In the age of information explosion, we consume vast amounts of technical blogs, academic papers, social media threads, and official documentation every day. But reading is just the beginning—true knowledge accumulation happens when we organize and connect these fragments.

go-obsidian is a Skill that goes beyond simple article summarization. It's your personal knowledge management assistant:

  • It learns your note-taking style — By analyzing your existing Obsidian vault, it automatically masters your tagging habits, Callout preferences, and Canvas color schemes (it adapts to you, not the other way around)
  • It creates visual knowledge graphs — Transforming complex article content into structured Canvas diagrams that make knowledge relationships clear at a glance
  • It tracks your reading progress — Through an intelligent database that automatically indexes all reading notes, letting you track your learning journey anytime
  • It maintains fidelity to the source — No over-interpretation, no adding opinions not present in the original text, ensuring information integrity

Simply provide a URL or file path, and go-obsidian will generate a professional, structured reading note that matches your personal style, saved directly to your Obsidian vault.
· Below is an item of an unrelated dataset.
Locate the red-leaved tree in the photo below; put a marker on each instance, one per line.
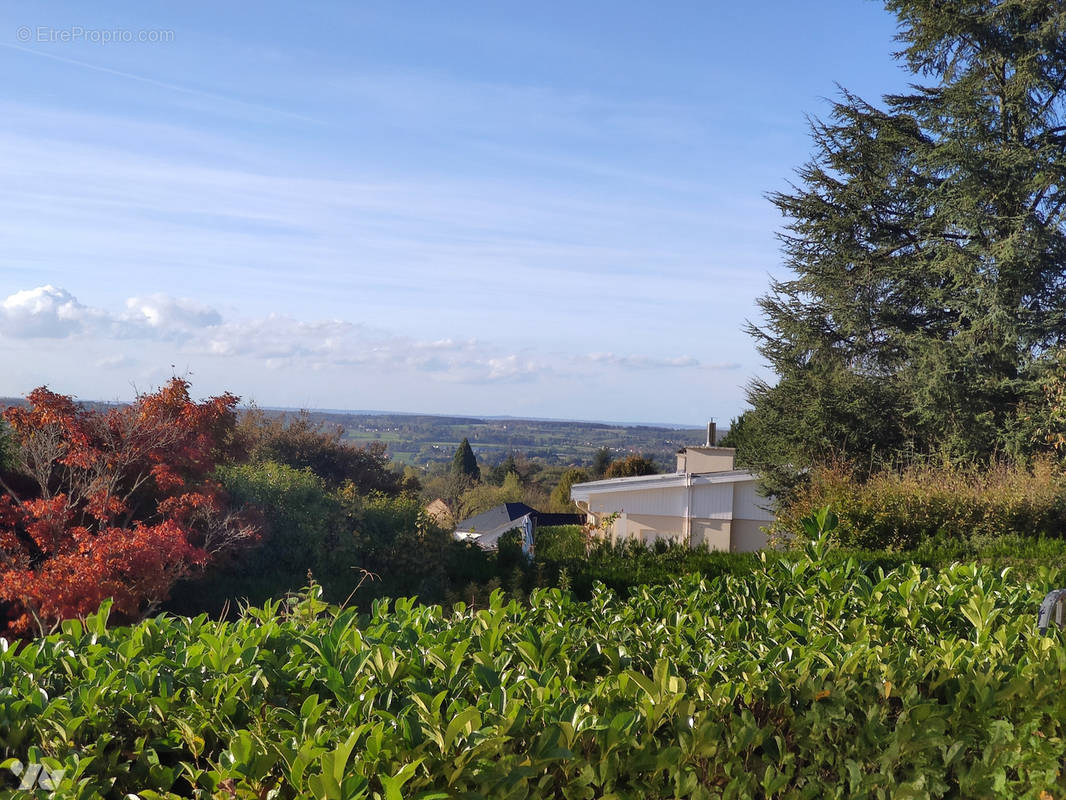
(114, 504)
This Skill helps you efficiently capture fragmented information, build a habit of consistent reading and learning, and build your own knowledge base for LLM/Agent/yourself.

Features

  • 🌐 Content Fetching — Fetch and parse blogs, tweets, papers, and technical docs via WebFetch
  • 📝 Deep Summarization — Generate faithful, structured Markdown notes following your style
  • 🎨 Visual Canvas — Create knowledge structure diagrams with color-coded nodes
  • 📊 Reading Tracker — Bases database for indexing and tracking reading progress
  • 🧠 Habit Learning — Auto-learn and follow your note style, tags, and preferences

Quick Start

Installation

Method 1: Via Plugin Marketplace (Recommended)

Add the marketplace and install the plugin:

/plugin marketplace add roucher27/go-obsidian
/plugin install go-obsidian@roucher27-plugins

Method 2: Local Installation (For Development)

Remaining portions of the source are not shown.